Naaisteken
1. Rijsteek :Een basissteek die wordt gebruikt voor het tijdelijk rijgen of rimpelen van stof. Het is een snelle steek die wordt gemaakt door de naald in een continue beweging door de stof te halen.
2. Stiksteek :Een sterke en veilige steek die zowel voor constructieve als decoratieve doeleinden wordt gebruikt. Het wordt gemaakt door een kleine steek achteruit te nemen voordat je vooruit gaat, waardoor een reeks in elkaar grijpende steken ontstaat.
3. Slipsteek :Een nette en bijna onzichtbare steek die vaak wordt gebruikt voor zomen en voor het aan elkaar naaien van stukken stof zonder zichtbare naad. Het wordt gemaakt door de naald in de stof te steken en deze er vervolgens doorheen te trekken, waarbij slechts één draadlus wordt opgevangen.
4. Knoopsgatsteek :Een steek die wordt gebruikt om verstevigde gaten voor knopen te maken. Het gaat om een reeks dicht bij elkaar geplaatste steken rond een specifiek gebied, waardoor een sterke en duurzame lus ontstaat.
5. Zigzagsteek :Een machinale naaisteek die wordt gebruikt voor het vastzetten van randen van stof, het voorkomen van rafelen en het toevoegen van decoratieve elementen. Er ontstaat een zigzagpatroon van steken.
6. Franse knoop :Een decoratieve steek die vaak wordt gebruikt bij borduren. Hierbij wordt de draad meerdere keren om de naald gewikkeld en vervolgens door de stof getrokken om een kleine knoop te creëren.
Breiensteken
1. Gebreide steek :De basisbreisteek. Hierbij wordt de naald in de voorste lus van de steek op de linkernaald gestoken, het garen om de naald gewikkeld en door de lus getrokken.
2. Averechte steek :Nog een basisbreisteek. Het wordt gemaakt door de naald in de achterste lus van de steek op de linkernaald te steken, het garen om de naald te wikkelen en het door de lus te trekken.
3. Tricotsteek :Een patroon van afwisselend rechte en averechte steken. Het creëert een gladde en elastische stof.
4. Ribbelsteek :Een patroon van alle gebreide steken. Het produceert een stof met een hobbelige textuur en uitstekende rek.
5. Ribsteek :Een combinatie van gebreide en averechte steken die een elastische en geribbelde stof creëren die vaak wordt gebruikt voor manchetten en zomen.
6. Kabelsteek :Een decoratief patroon dat een verhoogd, gedraaid effect op de gebreide stof creëert.
Kruissteeksteken
1. Volledige kruissteek :De basiskruissteeksteek.
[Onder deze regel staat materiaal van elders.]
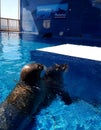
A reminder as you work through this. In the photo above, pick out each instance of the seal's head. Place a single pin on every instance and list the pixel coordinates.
(30, 74)
(57, 69)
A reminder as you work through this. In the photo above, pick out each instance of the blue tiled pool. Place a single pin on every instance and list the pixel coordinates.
(14, 53)
(83, 81)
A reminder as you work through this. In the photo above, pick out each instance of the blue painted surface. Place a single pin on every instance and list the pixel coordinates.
(83, 18)
(83, 80)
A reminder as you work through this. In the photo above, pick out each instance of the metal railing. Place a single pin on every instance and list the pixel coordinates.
(7, 24)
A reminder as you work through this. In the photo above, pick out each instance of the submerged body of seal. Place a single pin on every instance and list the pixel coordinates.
(24, 100)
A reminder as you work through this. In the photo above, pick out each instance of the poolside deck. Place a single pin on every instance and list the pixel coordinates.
(88, 52)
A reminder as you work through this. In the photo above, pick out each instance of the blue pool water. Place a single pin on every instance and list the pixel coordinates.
(14, 54)
(81, 115)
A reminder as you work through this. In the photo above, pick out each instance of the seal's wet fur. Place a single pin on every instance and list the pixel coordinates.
(23, 100)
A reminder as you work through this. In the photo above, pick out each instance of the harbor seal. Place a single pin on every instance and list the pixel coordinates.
(53, 82)
(16, 110)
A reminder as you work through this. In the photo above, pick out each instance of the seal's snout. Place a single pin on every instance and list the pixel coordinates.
(30, 72)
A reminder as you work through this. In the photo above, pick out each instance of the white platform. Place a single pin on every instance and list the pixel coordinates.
(93, 53)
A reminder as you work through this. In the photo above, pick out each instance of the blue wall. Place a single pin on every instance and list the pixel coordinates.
(83, 18)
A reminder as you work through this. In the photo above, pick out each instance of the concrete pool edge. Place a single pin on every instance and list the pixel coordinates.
(83, 76)
(80, 51)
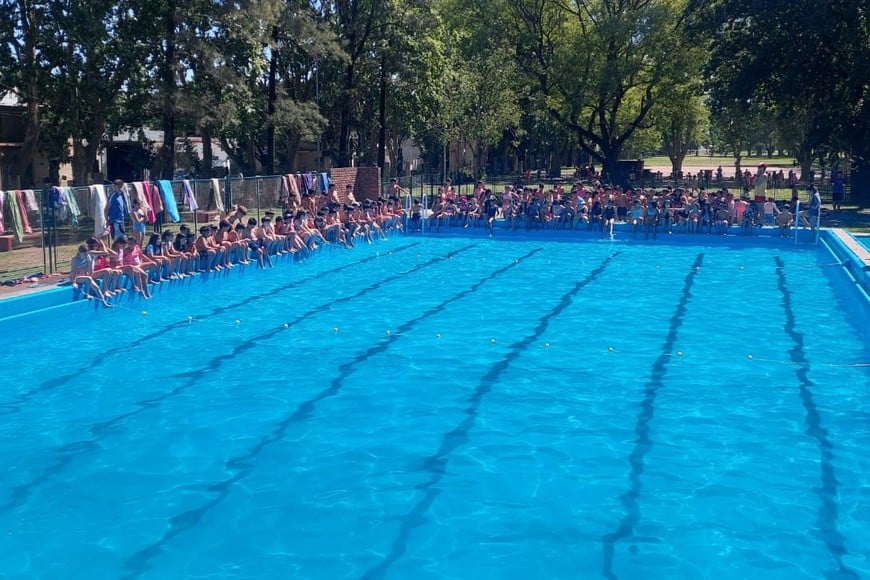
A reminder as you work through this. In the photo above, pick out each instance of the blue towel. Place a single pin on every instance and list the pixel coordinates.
(169, 200)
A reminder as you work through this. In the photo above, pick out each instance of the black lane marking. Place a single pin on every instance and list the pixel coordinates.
(436, 464)
(14, 405)
(827, 493)
(631, 499)
(242, 465)
(103, 429)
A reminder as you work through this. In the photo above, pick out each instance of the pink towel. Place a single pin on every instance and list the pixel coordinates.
(22, 207)
(156, 200)
(144, 203)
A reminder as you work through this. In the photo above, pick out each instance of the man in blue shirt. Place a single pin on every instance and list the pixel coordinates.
(116, 210)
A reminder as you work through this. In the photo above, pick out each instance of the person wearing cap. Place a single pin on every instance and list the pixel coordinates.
(332, 194)
(272, 243)
(116, 210)
(182, 239)
(397, 190)
(207, 255)
(348, 194)
(810, 217)
(239, 212)
(785, 220)
(256, 248)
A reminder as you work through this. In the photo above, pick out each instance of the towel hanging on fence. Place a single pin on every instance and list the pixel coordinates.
(307, 182)
(22, 207)
(14, 215)
(284, 194)
(151, 215)
(139, 195)
(168, 195)
(57, 200)
(155, 200)
(97, 209)
(218, 198)
(189, 197)
(30, 200)
(73, 205)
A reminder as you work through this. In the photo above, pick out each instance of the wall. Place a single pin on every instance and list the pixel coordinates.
(366, 181)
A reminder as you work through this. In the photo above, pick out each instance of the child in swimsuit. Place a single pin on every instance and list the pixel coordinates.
(81, 275)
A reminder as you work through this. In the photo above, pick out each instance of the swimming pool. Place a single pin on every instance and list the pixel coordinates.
(451, 408)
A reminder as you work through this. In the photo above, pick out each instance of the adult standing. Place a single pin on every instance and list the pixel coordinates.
(838, 188)
(116, 211)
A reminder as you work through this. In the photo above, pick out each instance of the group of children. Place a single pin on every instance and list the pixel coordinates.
(598, 208)
(104, 270)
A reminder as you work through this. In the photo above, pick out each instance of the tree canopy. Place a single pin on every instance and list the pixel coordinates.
(527, 80)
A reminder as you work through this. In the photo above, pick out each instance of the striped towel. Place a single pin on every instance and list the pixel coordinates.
(14, 215)
(22, 207)
(189, 197)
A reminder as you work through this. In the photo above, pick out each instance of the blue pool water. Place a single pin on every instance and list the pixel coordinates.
(450, 408)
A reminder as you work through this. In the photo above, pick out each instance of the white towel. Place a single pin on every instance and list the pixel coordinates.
(189, 197)
(97, 209)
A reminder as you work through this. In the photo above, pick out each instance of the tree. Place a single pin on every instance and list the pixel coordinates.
(600, 65)
(24, 73)
(804, 60)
Het gaat om het maken van twee diagonale steken in een X-vorm en het passeren van de naald door het midden om het kruis te voltooien.
2. Halve kruissteek :Een variatie op de volledige kruissteek waarbij slechts één diagonale steek wordt gemaakt, waardoor een halve kruisvorm ontstaat.
3. Achtersteek :Net als bij de stiksteek bij het naaien, creëert deze kruissteek een lijn door een reeks kleine, horizontale steken boven elkaar te naaien.
4. Franse knoop :Een decoratieve kruissteeksteek die qua borduurwerk lijkt op een Franse knoop. Het wordt gemaakt door de draad meerdere keren om de naald te wikkelen en deze vervolgens door de stof te trekken.
5. Raaisteek :een herhalend patroon dat ontstaat door het afwisselen van volledige kruissteken en halve kruissteken.
Dit zijn slechts enkele voorbeelden van steken en hun betekenis. Verschillende ambachten en technieken kunnen variaties gebruiken of extra steken hebben met specifieke namen en functies.